ELGL member Angelica Wedell with the National Research Center, Inc. (NRC) share the the funniest verbatim responses to open-ended questions.
Local governments often use community surveys to better understand what residents think of their city or town. Sometimes, a topic calls for an open-ended question or two. For NRC survey researchers who review, analyze and present the results, these types of questions can yield a few laughs when residents show their sense of humor.
When asked for ideas on improving green-space, some residents get quite creative. One resident asked for a greater variety of plants. “The City should include fruit trees and bushes in the parks. Enough so that people don’t fight [over] the fruit.”

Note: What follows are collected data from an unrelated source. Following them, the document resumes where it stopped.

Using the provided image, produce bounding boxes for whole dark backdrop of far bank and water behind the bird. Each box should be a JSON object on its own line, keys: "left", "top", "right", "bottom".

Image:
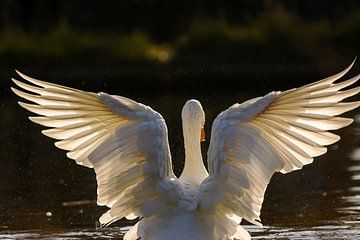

{"left": 0, "top": 0, "right": 360, "bottom": 230}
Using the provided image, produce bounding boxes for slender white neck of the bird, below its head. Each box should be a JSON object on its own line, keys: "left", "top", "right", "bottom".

{"left": 180, "top": 122, "right": 208, "bottom": 184}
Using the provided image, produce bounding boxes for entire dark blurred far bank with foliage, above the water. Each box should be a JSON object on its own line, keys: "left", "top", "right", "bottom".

{"left": 0, "top": 0, "right": 360, "bottom": 88}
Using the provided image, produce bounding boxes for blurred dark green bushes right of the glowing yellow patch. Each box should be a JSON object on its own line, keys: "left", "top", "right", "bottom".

{"left": 175, "top": 7, "right": 360, "bottom": 68}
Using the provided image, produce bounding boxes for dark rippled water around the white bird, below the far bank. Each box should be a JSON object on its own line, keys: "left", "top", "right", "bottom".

{"left": 0, "top": 72, "right": 360, "bottom": 240}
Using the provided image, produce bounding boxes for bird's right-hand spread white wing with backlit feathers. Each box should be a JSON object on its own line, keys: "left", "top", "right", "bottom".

{"left": 200, "top": 59, "right": 360, "bottom": 227}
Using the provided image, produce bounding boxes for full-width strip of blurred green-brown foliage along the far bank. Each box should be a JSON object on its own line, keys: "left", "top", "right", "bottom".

{"left": 0, "top": 4, "right": 360, "bottom": 69}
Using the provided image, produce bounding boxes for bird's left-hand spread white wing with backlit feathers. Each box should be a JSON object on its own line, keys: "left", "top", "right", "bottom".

{"left": 12, "top": 72, "right": 178, "bottom": 226}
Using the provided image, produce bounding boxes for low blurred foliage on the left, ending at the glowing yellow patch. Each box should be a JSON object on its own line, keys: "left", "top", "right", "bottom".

{"left": 0, "top": 21, "right": 173, "bottom": 62}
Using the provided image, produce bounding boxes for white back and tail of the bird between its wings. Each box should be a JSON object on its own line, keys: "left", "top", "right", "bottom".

{"left": 124, "top": 181, "right": 250, "bottom": 240}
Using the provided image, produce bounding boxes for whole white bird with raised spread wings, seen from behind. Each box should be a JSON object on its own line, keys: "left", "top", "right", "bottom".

{"left": 12, "top": 60, "right": 360, "bottom": 240}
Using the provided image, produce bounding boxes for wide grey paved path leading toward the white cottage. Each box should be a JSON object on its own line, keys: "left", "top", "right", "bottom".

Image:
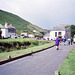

{"left": 0, "top": 44, "right": 74, "bottom": 75}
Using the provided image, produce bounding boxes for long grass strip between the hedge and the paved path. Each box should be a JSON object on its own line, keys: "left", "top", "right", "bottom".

{"left": 0, "top": 42, "right": 54, "bottom": 62}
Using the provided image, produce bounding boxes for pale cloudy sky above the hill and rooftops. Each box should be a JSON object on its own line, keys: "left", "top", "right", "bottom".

{"left": 0, "top": 0, "right": 75, "bottom": 29}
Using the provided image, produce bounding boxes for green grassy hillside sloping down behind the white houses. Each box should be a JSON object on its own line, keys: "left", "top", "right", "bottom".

{"left": 0, "top": 10, "right": 46, "bottom": 34}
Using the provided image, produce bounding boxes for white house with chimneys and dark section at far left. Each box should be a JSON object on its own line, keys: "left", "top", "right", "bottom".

{"left": 0, "top": 23, "right": 16, "bottom": 38}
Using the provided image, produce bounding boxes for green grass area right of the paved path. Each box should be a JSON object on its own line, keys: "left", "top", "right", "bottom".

{"left": 59, "top": 47, "right": 75, "bottom": 75}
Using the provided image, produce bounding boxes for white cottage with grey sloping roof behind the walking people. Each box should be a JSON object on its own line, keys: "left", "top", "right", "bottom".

{"left": 50, "top": 24, "right": 66, "bottom": 40}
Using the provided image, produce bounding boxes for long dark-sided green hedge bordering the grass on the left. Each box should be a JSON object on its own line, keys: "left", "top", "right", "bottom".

{"left": 0, "top": 39, "right": 49, "bottom": 52}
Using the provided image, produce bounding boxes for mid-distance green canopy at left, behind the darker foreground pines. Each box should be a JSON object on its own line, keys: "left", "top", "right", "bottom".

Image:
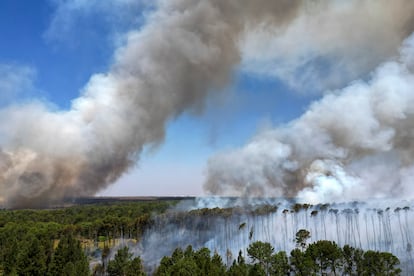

{"left": 0, "top": 201, "right": 175, "bottom": 239}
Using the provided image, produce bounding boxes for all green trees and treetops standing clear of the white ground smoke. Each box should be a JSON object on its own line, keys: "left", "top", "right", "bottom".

{"left": 0, "top": 200, "right": 401, "bottom": 275}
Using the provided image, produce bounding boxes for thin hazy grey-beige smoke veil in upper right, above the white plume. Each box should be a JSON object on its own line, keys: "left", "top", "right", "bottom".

{"left": 242, "top": 0, "right": 413, "bottom": 93}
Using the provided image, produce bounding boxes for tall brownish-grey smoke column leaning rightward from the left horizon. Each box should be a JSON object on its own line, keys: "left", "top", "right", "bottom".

{"left": 0, "top": 0, "right": 301, "bottom": 206}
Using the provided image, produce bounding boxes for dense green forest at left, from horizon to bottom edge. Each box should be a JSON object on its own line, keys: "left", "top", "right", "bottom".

{"left": 0, "top": 201, "right": 173, "bottom": 275}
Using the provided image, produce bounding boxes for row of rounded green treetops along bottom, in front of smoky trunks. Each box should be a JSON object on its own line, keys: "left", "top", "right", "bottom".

{"left": 154, "top": 240, "right": 401, "bottom": 276}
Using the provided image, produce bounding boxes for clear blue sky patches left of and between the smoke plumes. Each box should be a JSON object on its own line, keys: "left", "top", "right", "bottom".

{"left": 0, "top": 0, "right": 314, "bottom": 196}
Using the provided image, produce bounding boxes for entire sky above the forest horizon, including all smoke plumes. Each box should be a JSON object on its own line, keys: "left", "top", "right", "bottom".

{"left": 0, "top": 0, "right": 414, "bottom": 207}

In every community, Safety is ranked one of the very most important aspects of livability. One resident took a moment to express their appreciation for the local law enforcement. “Our cops are hot dogs and don’t fool around with trouble makers. If you come to this City, you’d better behave because the cops are watching and that’s just how I like it.”
Sometimes residents read the survey questions with great attention. A resident once shared their thoughts on our use of the word “email”. “Just so you know, ‘electronic mail’ could be ‘e-mail’, ‘Email’ or ‘email’.”
Community engagement professionals always look forward to receiving ideas on improving opportunities for Education and Enrichment. One resident suggested a few themes to consider. “The City should focus activities around children and dating/romantic activities. Separately, obviously.”
We love those moments when a survey response breaks up the work-day with a little fun. Both researchers and local government leaders truly appreciate every resident who takes the time to complete their community survey. Positive, negative or funny, every response ultimately leads to results that can be used to make the city or town a better place to live!
Here are a few tips on crafting open-ended survey questions that will get you the most useful responses:
- Have a goal. Before you ask an open-ended question, make sure you and your stakeholders know why you are asking it and how you plan to use the results.
- Avoid “Yes” or “No” questions. Open-ended questions are an opportunity to gain a little insight to the “Why” or “How” residents think about a topic. So a “Why” or “How” question will draw out a more thoughtful, useful answer.
- Make the question simple and specific. To garner a useful response, it’s best to ensure that an open-ended question only asks about one, very specific issue. This will cut down on confusion and help residents give you the kind of feedback you really want to know.
What’s the funniest survey response or public comment you’ve ever seen?